Use this endpoint with the OpenAI Python client and any deployment of a compatable model deployed on Baseten. If you’re serving a vLLM model in OpenAI compatible mode, this endpoint will support that model out of the box.

If your model does not have an OpenAI compatible mode, you can use the previous version of the bridge to make it compatible with OpenAI’s client, but with a more limited set of supported features.

Calling the model

https://bridge.baseten.co/v1/direct

Parameters

Parameters supported by the OpenAI ChatCompletions request can be found in the OpenAI documentation. Below are details about Baseten-specific arguments that must be passed into the bridge.

model
string
required

Typically Hugging Face repo name (e.g. meta-llama/Meta-Llama-3.1-70B-Instruct). In some cases, it may be another default specified by your inference engine.

extra_body
dict
required

Python dictionary that enables extra arguments to be supplied to the chat completion request.

extra_body.baseten
dict
required

Baseten-specific parameters that should be passed to the bridge. The arguments should be passed as a dictionary.

extra_body.baseten.model_id
string
required

The string identifier for the target model.

extra_body.baseten.deployment_id
string

The string identifier for the target deployment.

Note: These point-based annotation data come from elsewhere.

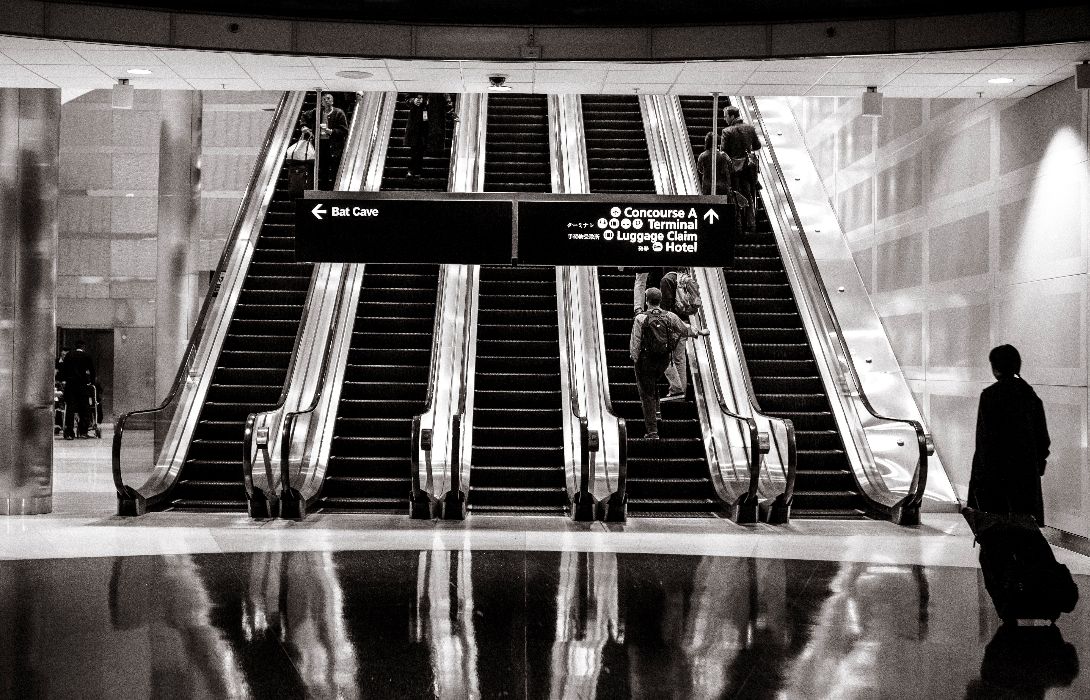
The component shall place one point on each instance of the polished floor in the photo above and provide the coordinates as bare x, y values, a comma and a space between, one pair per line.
218, 606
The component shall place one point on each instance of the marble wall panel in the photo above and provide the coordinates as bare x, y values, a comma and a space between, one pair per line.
135, 171
899, 117
1027, 128
1043, 228
958, 249
906, 336
87, 171
899, 263
856, 141
899, 186
864, 262
855, 205
81, 215
960, 161
133, 369
959, 336
954, 415
133, 258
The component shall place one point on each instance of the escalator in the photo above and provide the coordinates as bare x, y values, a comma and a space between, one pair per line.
780, 360
253, 365
436, 165
387, 369
668, 477
517, 463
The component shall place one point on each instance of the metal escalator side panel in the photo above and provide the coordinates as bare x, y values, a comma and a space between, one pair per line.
362, 148
855, 357
458, 312
570, 176
247, 227
664, 135
726, 347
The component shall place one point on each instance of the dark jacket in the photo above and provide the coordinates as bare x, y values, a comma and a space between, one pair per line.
77, 369
738, 139
338, 127
428, 132
1012, 448
722, 176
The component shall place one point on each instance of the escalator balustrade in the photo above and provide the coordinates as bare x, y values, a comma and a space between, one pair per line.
518, 436
253, 364
780, 360
668, 477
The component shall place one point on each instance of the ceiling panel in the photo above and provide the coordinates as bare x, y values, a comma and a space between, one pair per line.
785, 77
835, 77
1026, 65
949, 65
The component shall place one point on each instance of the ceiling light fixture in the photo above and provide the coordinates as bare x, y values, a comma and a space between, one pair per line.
121, 96
872, 101
353, 75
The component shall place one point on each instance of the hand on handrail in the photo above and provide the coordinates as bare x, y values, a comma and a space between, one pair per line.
271, 135
918, 485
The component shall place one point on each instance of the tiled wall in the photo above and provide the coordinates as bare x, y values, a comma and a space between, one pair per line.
970, 225
109, 179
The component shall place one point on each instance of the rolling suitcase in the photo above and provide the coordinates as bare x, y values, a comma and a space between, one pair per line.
1020, 571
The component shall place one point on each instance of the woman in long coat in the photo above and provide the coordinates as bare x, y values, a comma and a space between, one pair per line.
1012, 443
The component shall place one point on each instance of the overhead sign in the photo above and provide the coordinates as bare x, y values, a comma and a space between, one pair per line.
409, 230
676, 232
497, 229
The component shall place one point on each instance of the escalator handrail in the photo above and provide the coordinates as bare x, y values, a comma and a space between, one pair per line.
459, 417
792, 460
918, 484
287, 427
584, 450
433, 375
195, 337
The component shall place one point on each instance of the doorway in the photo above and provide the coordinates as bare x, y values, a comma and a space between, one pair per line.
100, 348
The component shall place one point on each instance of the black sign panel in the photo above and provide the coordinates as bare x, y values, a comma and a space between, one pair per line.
403, 230
663, 232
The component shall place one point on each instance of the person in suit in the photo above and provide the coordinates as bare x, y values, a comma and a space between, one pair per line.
1012, 442
334, 132
77, 372
416, 132
739, 141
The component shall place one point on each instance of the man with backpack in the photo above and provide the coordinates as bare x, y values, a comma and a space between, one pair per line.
680, 297
655, 336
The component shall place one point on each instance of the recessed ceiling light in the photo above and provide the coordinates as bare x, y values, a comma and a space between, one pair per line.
353, 75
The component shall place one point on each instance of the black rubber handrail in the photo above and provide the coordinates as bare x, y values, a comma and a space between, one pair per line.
918, 485
128, 497
247, 457
790, 473
582, 497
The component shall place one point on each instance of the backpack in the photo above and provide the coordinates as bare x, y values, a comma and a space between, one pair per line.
687, 299
657, 341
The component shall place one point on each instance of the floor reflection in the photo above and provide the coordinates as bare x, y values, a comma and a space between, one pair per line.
460, 624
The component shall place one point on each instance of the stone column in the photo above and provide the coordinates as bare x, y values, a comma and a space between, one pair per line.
29, 144
179, 233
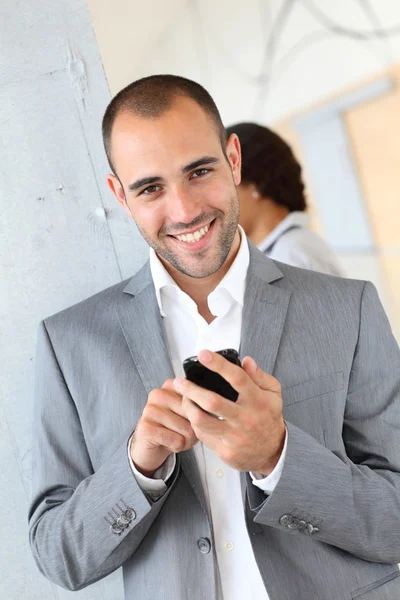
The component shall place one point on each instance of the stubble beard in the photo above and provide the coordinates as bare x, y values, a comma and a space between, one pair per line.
202, 268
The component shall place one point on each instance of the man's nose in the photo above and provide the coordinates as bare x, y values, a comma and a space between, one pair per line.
183, 206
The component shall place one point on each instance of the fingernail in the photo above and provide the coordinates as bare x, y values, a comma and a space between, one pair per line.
205, 356
178, 382
253, 364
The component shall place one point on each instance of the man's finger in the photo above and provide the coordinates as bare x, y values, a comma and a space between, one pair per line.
235, 375
209, 401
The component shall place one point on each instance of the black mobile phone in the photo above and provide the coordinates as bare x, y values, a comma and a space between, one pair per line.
209, 380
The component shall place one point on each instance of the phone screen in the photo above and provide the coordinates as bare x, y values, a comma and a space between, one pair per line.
209, 380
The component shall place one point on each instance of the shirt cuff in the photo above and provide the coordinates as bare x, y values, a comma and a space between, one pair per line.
269, 483
154, 486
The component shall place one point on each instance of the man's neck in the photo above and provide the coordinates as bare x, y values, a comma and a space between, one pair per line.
269, 216
200, 288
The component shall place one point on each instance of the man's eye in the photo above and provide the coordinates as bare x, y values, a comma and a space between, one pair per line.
151, 189
200, 172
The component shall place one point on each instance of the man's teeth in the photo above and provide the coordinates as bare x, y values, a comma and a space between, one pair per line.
195, 236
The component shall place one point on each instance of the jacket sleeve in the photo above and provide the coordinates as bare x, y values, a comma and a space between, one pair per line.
350, 501
82, 524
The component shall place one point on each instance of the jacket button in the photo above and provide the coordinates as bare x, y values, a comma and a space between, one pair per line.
294, 524
204, 545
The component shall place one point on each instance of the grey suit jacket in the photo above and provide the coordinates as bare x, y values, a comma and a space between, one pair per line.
331, 528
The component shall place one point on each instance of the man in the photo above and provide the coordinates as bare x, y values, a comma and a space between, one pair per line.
294, 491
273, 202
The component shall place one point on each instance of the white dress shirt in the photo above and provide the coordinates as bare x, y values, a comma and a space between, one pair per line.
187, 333
292, 242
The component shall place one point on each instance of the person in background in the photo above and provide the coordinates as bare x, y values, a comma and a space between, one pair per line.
273, 203
295, 492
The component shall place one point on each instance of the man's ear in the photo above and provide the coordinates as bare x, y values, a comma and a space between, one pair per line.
115, 186
234, 155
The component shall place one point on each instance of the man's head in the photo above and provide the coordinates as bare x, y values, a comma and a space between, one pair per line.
270, 172
174, 171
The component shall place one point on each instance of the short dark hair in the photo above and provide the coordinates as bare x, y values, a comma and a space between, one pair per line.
269, 163
151, 96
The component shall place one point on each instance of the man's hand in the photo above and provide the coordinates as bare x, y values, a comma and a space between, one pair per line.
252, 433
162, 429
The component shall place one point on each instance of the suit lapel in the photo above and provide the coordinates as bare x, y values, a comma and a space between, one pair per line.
264, 312
141, 323
264, 315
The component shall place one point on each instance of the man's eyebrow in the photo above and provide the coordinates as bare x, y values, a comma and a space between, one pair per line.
141, 182
204, 160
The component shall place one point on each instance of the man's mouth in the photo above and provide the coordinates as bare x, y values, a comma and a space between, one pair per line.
194, 236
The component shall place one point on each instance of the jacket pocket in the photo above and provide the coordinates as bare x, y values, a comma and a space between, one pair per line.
382, 589
313, 388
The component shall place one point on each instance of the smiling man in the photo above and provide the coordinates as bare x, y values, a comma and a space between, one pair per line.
294, 491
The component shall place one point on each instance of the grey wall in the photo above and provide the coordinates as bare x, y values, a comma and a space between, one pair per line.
62, 235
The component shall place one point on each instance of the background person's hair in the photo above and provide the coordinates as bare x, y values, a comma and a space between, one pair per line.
269, 163
152, 96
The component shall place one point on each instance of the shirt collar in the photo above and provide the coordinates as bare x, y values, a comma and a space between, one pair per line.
299, 218
234, 282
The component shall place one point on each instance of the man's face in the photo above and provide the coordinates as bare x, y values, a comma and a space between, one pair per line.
178, 185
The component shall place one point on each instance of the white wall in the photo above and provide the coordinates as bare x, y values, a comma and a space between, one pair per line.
56, 248
229, 45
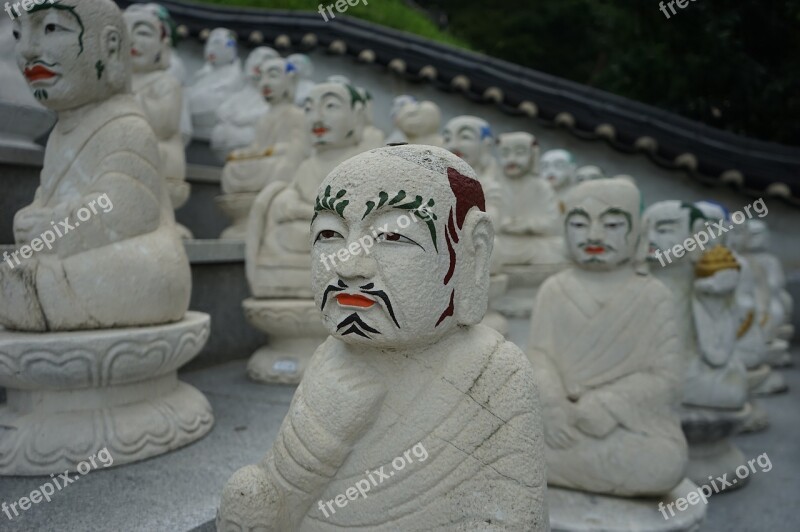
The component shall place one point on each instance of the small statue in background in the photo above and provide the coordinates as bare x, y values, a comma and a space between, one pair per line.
214, 83
239, 116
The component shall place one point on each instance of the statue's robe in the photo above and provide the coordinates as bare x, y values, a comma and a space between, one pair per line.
473, 406
210, 88
771, 292
721, 381
160, 96
283, 130
122, 268
619, 351
277, 247
238, 120
530, 232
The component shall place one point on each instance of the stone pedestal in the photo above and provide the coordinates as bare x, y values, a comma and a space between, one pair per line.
710, 453
577, 511
523, 285
70, 394
764, 381
295, 330
237, 208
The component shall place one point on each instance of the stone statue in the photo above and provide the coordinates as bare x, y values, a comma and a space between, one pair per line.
558, 168
588, 173
281, 142
400, 371
238, 117
714, 379
774, 301
160, 95
606, 354
212, 85
470, 138
305, 71
530, 227
176, 67
416, 122
96, 310
277, 252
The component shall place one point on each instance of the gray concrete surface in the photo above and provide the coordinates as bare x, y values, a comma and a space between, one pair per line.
179, 492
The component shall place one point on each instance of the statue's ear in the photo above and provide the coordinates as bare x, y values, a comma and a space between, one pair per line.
474, 260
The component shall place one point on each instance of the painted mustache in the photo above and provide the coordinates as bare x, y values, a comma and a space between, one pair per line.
39, 71
359, 300
596, 247
319, 129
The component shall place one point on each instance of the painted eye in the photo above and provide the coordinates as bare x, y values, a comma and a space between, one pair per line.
395, 238
327, 234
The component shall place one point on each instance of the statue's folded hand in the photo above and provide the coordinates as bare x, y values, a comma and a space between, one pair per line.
593, 419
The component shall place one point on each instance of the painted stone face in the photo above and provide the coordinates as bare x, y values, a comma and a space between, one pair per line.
469, 137
518, 153
72, 54
220, 47
277, 81
303, 64
558, 167
386, 252
149, 41
668, 225
588, 173
334, 116
252, 66
602, 223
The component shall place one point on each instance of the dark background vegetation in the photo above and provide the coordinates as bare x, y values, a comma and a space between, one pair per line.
732, 64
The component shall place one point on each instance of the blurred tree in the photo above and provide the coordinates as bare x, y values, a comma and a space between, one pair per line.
732, 65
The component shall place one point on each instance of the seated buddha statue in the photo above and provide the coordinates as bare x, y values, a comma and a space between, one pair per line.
530, 228
606, 355
159, 94
102, 202
213, 84
407, 368
239, 115
277, 251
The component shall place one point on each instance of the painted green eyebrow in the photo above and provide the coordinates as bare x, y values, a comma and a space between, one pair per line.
626, 214
62, 7
328, 203
414, 206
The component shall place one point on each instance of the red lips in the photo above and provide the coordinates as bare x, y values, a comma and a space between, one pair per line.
354, 300
38, 73
594, 250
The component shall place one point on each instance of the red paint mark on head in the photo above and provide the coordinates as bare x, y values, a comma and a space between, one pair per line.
468, 193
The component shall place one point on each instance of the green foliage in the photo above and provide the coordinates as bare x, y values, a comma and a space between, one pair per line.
390, 13
732, 65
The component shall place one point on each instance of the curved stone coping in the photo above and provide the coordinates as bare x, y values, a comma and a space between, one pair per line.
101, 357
669, 140
577, 511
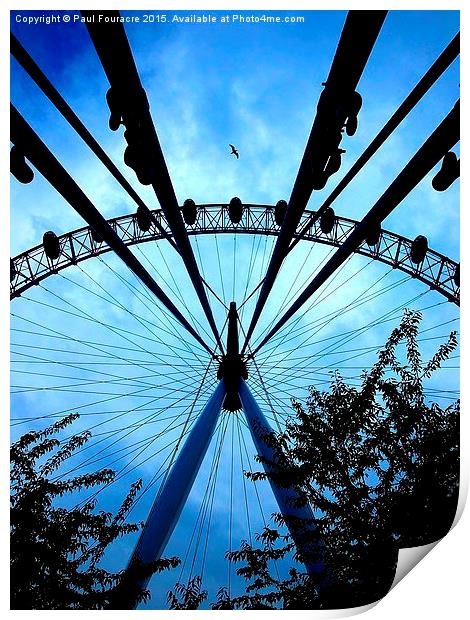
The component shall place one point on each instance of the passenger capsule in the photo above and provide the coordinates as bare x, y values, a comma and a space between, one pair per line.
280, 212
97, 238
327, 221
334, 162
235, 210
51, 244
18, 166
419, 247
189, 212
319, 180
354, 107
144, 219
373, 234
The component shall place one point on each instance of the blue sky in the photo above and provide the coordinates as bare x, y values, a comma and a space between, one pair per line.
255, 86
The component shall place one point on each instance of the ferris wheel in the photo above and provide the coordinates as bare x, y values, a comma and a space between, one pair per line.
181, 333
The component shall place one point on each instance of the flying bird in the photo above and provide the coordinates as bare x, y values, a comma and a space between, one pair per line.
234, 151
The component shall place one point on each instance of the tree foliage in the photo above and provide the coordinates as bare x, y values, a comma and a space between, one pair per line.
56, 551
379, 466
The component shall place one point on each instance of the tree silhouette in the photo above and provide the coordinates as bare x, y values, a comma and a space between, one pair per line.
56, 551
379, 466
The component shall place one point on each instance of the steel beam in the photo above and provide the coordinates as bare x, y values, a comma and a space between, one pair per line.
431, 152
431, 76
436, 271
299, 518
115, 54
36, 74
170, 501
358, 37
40, 156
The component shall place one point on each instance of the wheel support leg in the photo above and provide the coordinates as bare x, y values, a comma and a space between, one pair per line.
169, 503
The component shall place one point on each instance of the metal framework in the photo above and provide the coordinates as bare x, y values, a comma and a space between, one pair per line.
437, 271
356, 42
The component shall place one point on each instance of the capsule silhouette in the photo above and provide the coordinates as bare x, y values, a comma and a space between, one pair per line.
334, 162
327, 221
144, 219
319, 180
373, 234
280, 212
235, 210
355, 105
449, 172
135, 155
114, 105
419, 247
189, 212
18, 166
51, 244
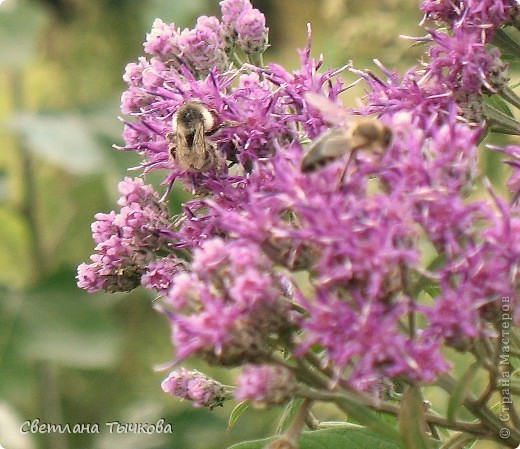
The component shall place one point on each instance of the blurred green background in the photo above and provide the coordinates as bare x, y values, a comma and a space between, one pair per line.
70, 357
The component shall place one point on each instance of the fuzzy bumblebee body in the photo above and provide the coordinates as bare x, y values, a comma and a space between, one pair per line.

When deployment_id is not provided, the production deployment will be used.

Output

Streaming and non-streaming responses are supported. The vLLM OpenAI Server is a good example of how to serve your model results.

For streaming outputs, data format must comply with the Server-Side-Events (SSE) format. A helpful example for JSON payloads can be found here.

Best Practices

  • Pin your openai package version in your requirements.txt file. This helps avoid any breaking changes that get introduced through package upgrades
  • If you must make breaking changes to your truss server (i.e. to introduce a new feature), you should first publish a new model deployment then update your API call on the client side.